Слушатели-зрители начинают оборачиваться или вытягивать шеи в мою сторону. Эх, дядюшка Томас! Я так хотела просто посидеть хотя бы минут двадцать рядом с Ингой. Послушать оркестр... Не дал! Поэтому ничего другого не остается, как быстренько подняться с места и двигать на эстраду, сколоченную из крепких, покрытых лаком осиновых досок. Улыбаюсь, кланяюсь. Пытаюсь что-то произнести, но мой голос тонет в аплодисментах и воплях поддержки. Томас протягивает мне акустическую гитару, позаимствованную у ритм-гитариста. Что же, петь все-таки придется! Ну ничего, дорогие соотечественники... У меня припасен для вас сюрприз, сегодня я вас удивлю по-настоящему. Посмотрю, какие у вас будут физиономии. Такие же наверное, как у меня два часа назад. Но сначала песня! Моя песня!
– Праздник Льда! – взяв первый аккорд, выкрикнула я, перекричав-таки не на шутку разошедшихся сельчан. Впрочем, это им простительно: целых четыре года они встречали весну без меня, с одним оркестром дяди Томаса.
«Наступает весна! Лед тает и стекает ручейками в реки и озера! Так же и вся жизнь наша – сегодня мы тверды, несокрушимы, завтра превращаемся в воду и течем, течем, превращаясь в большие озера, реки и моря, сливаясь с другими ручейками. Потом опять приходит зима, и мы вновь тверды и холодны...» Таково содержание этой бесхитростной песенки, которую я сочинила двадцать лет назад, за три дня до своего совершеннолетия. Все привыкли к ней и уже считают народной. Оркестранты без труда подыгрывают мне – песенка бесхитростная, состоящая из четырех аккордов.
Уф, ну вот и все! Лед растаял, ручейки утекли – теперь жди зимы. Я перевожу дух и откидываю сбившиеся на лоб волосы.
– А теперь... – произношу я и делаю паузу. Публика должна замолкнуть, сосредоточиться. – Внимание! Сейчас я хочу пригласить сюда гостя нашего праздника! А он, в свою очередь, подарит нам свои песни, свою музыку.
Сельчане притихли. Они-то надеялись, что Расма, их Расма будет петь для них до самого рассвета. А тут какой-то гость...
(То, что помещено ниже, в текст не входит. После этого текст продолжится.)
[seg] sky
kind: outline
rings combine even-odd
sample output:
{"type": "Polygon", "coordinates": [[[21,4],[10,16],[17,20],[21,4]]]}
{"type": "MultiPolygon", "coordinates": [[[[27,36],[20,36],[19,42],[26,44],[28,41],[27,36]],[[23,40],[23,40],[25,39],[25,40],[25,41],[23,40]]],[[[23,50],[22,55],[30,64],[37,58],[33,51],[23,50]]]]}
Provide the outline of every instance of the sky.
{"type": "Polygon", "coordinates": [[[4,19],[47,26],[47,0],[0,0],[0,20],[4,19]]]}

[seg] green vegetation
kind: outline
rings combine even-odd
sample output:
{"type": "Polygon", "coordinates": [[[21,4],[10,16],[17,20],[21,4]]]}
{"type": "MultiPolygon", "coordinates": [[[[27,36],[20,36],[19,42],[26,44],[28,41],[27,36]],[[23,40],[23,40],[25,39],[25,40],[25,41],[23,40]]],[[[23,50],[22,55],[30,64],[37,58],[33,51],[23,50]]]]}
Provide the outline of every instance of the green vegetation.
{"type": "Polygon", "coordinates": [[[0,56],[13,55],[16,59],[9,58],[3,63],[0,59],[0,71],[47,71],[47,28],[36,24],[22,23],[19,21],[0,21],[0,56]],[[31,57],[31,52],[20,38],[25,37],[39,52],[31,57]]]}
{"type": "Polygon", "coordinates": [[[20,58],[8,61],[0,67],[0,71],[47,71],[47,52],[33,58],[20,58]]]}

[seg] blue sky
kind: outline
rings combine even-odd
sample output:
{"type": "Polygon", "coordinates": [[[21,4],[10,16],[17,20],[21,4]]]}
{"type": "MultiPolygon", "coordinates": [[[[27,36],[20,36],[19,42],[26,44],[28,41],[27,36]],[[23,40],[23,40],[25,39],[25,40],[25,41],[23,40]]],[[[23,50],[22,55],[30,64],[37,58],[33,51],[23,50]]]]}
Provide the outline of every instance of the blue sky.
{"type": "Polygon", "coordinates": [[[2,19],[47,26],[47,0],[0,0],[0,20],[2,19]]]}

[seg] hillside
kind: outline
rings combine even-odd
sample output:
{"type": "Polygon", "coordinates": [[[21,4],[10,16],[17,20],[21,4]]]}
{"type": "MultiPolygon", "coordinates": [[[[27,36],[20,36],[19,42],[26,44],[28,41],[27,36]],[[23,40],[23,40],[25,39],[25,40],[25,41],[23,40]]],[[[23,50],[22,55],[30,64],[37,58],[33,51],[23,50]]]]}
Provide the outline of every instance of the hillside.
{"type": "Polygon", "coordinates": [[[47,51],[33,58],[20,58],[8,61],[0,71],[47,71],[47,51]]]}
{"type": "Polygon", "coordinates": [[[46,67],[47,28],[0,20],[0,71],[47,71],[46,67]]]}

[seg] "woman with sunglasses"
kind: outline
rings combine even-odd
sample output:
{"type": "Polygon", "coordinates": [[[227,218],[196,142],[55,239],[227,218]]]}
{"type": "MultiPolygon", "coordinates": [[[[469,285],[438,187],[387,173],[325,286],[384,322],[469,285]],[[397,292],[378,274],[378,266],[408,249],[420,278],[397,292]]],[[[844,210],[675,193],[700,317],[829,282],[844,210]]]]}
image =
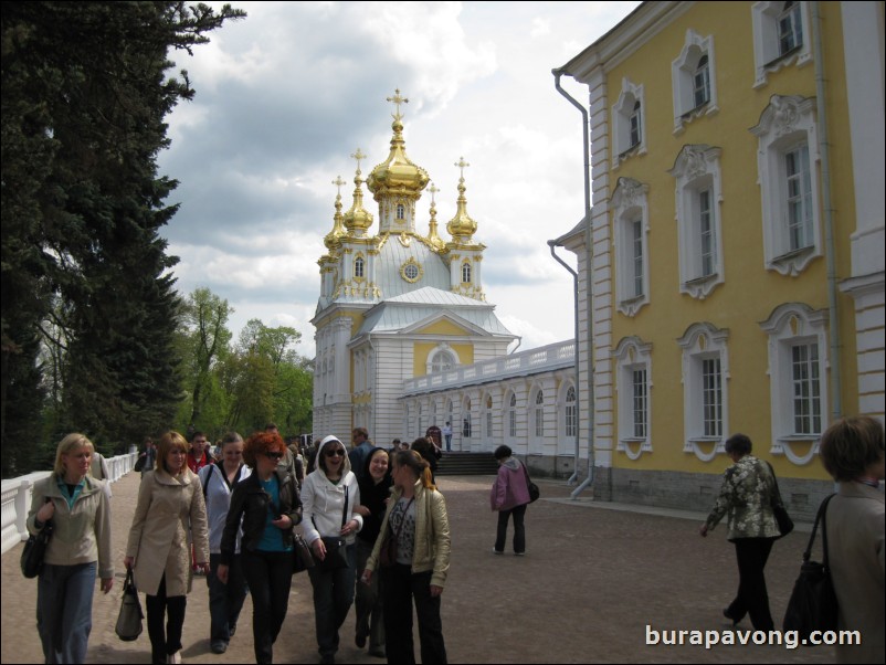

Он возник рядом со мною быстро, так как сидел в первом ряду. Сейчас все рассматривают его. Парень моложе меня, среднего роста и худощавый. Однако волосы почти совсем седые. Он сдержанно поклонился, ничего не произнес, взял у меня из рук гитару. Немного подкрутил колок третьей струны. А затем взял первый аккорд, и его сильные длинные пальцы быстро двинулись по грифу, словно исполняя на нем зажигательный, подвижный танец. Гитарой он владел куда лучше меня – одновременно ухитрялся сыграть и ритм, и мелодию. А потом он запел. Сильным мужским голосом, аккуратно проговаривая каждую фразу. Песня была... Как сказать, обычные, простые, даже банальные слова, однако парень пел их так, точно это была главная, решающая песня его жизни. А я стояла чуть поодаль и смотрела на односельчан. Те слушали затаенно, не перешептываясь. «Вот так-то!» – мысленно усмехнулась я. Песня закончилась. Парень опустил гитару и смущенно улыбнулся, точно отдавая себя на суд слушателей. Поначалу стояла тишина, потом послышались одинокие робкие хлопки, а затем настоящая буря – шквал аплодисментов. Находящиеся в задних рядах кричали «браво», передние хором, не сговариваясь, вопрошали, как зовут такого неожиданного гостя. Парень немного смутился, отступил ко мне и бросил на меня беспомощный взгляд – он не мог понять адресованного ему вопроса.
– Вальтер! – ответила за него я. – Нашего гостя зовут Вальтер!
Это было первое имя, пришедшее мне на ум.
– Вальтер! Валь-тер! – стали скандировать сельчане.
Неблагодарное дело – пересказывать словами музыку! О чем была следующая песня? Разве это так важно, о чем слова?! Главное, что пел этот парень ее точно так же, как самую важную, самую заветную... Потом была третья, четвертая... Оркестр дяди Томаса начал осторожно подыгрывать. Это было не так просто – мелодия у этих песен куда сложнее, чем у меня. Однако у Томаса были превосходные музыканты – они играли негромко, создавая ритмический фон. Даже усатый великан-аккордеонист лишь осторожно, едва-едва касался клавиш, безропотно уступая первенство седому певцу.